ACNE ON BLACK SKIN
Acne is an extremely common dermatological condition since it affects about 80% of adolescents. In 20% of cases, it comes in its moderate to severe form. Known to occur at the approach of puberty, acne usually progresses to spontaneous healing around the age of 20 to 25. It should be noted, however, that for black and matte skin, the onset is gladly delayed at the age of 16 or 17 years, and the duration extended until the age of 25 to 30 years. Acne is therefore not only a dermatosis of the adolescent. Its prevalence in adults, estimated at 40%, is also increasing.
What is acne?
Acne is defined as a chronic disease related to inflammation of the pilosebaceous follicle. Its development takes place in three stages:
- Under hormonal dependence, stimulation of the sebaceous gland induces an overproduction of sebum (hyperseborrhea)

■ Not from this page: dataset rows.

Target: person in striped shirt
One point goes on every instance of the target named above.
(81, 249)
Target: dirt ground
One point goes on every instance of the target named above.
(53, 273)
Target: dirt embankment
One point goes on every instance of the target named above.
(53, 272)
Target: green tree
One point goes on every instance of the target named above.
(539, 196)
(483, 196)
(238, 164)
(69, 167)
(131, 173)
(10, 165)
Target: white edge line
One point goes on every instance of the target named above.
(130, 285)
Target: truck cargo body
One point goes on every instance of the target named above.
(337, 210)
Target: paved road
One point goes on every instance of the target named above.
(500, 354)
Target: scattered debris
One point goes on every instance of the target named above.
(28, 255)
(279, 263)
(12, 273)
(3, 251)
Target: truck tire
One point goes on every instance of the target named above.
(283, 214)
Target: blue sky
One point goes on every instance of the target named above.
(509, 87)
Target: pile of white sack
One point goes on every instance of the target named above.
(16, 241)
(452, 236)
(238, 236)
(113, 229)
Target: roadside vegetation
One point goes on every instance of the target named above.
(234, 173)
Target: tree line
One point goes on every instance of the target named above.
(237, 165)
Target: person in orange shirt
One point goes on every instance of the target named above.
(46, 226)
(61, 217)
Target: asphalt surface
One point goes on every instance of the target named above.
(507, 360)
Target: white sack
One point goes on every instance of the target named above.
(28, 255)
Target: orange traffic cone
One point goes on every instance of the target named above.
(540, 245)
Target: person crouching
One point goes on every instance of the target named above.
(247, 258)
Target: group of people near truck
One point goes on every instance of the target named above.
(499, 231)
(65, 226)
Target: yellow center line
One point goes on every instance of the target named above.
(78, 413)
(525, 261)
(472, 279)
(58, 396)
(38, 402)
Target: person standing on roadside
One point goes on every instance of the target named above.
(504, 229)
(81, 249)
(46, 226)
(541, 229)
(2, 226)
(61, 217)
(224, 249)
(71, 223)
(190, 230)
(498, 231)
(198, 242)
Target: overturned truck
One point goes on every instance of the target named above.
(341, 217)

- Due to the abnormal proliferation of keratin, the excretory duct of the pilosebaceous follicle is blocked; sebum secreted upstream can no longer be evacuated to the surface of the skin, resulting in the formation of retentional lesions (open comedones or blackheads, closed comedones or microcysts)

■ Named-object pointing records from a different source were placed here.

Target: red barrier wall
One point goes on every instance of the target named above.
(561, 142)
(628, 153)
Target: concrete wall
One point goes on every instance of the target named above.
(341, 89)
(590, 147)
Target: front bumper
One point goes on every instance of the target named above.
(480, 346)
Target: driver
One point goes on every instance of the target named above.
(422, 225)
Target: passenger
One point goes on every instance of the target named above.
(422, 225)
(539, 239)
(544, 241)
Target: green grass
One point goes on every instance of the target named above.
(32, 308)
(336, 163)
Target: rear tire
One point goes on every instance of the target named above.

- The bacterium Propionibacterium acnes proliferates in retentional lesions; its microbial activity plays a decisive role in the formation of inflammatory lesions (red papules or pimples, white pustules or pimples, nodules or red pimples, voluminous and painful)

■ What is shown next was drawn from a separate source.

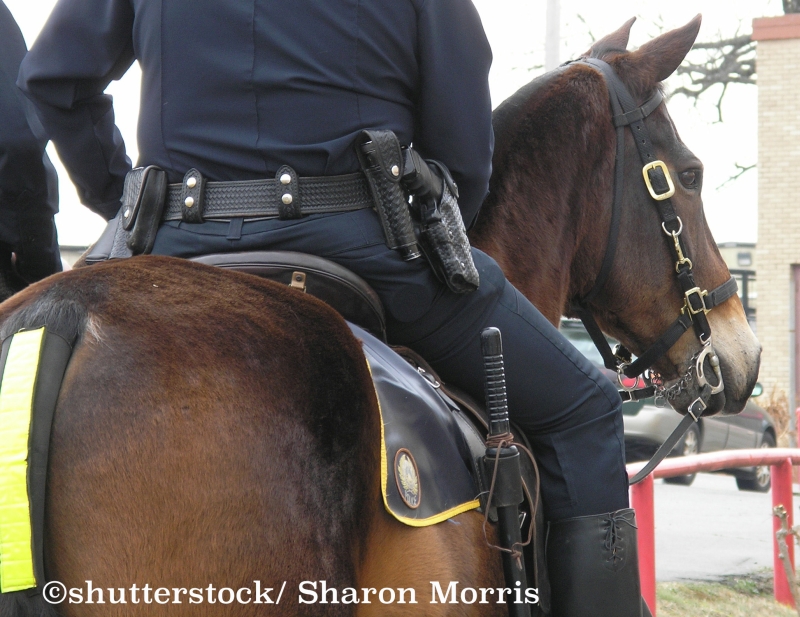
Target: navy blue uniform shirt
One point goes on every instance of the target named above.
(28, 181)
(238, 88)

Lesions and pimples are localized in the areas richest in sebaceous glands, that is, in the face, back, neck or chest.
When cured, acne leaves more or less deep and lasting marks. While it is true that some lesions disappear completely, others are the cause of indelible scars. When it comes to black and matte skin, scarring following acne is a problem in its own right. Indeed, on these particularly sensitive and reactive skin types, the slightest trauma such as a small pimple generates a transient stimulation of melanin production. This results in the appearance of hyperpigmentation spots
Although there is a genetic predisposition to acne, multiple factors can increase its risk or persistence. Thus, friction due to clothing, exposure to the sun, the use of fatty or occlusive cosmetics, stress, taking certain hormonal drugs, etc. are all elements aggravating acne breakouts and lesions. There are many cases where acne is caused by a slight hormonal imbalance, which is why it may be useful, in case of persistent acne, to make a hormonal assessment with your gynecologist.
How to treat acne?
The treatment of acne
depends on its severity. The comedon stage is less problematic to manage but can easily progress to an inflammatory form with a risk of scarring. The most severe form requires drug management by topical application (cream, gel, lotion) or systemically (capsule, tablet). This drug treatment combines retinoids, to fight against comedones by unclogging pores, with various compounds acting on inflammatory lesions (azelaic acid, topical corticosteroid, benzoyl peroxide, zinc gluconate and isotretinoin in the case of severe acne), as well as an antibiotic to prevent bacterial proliferation.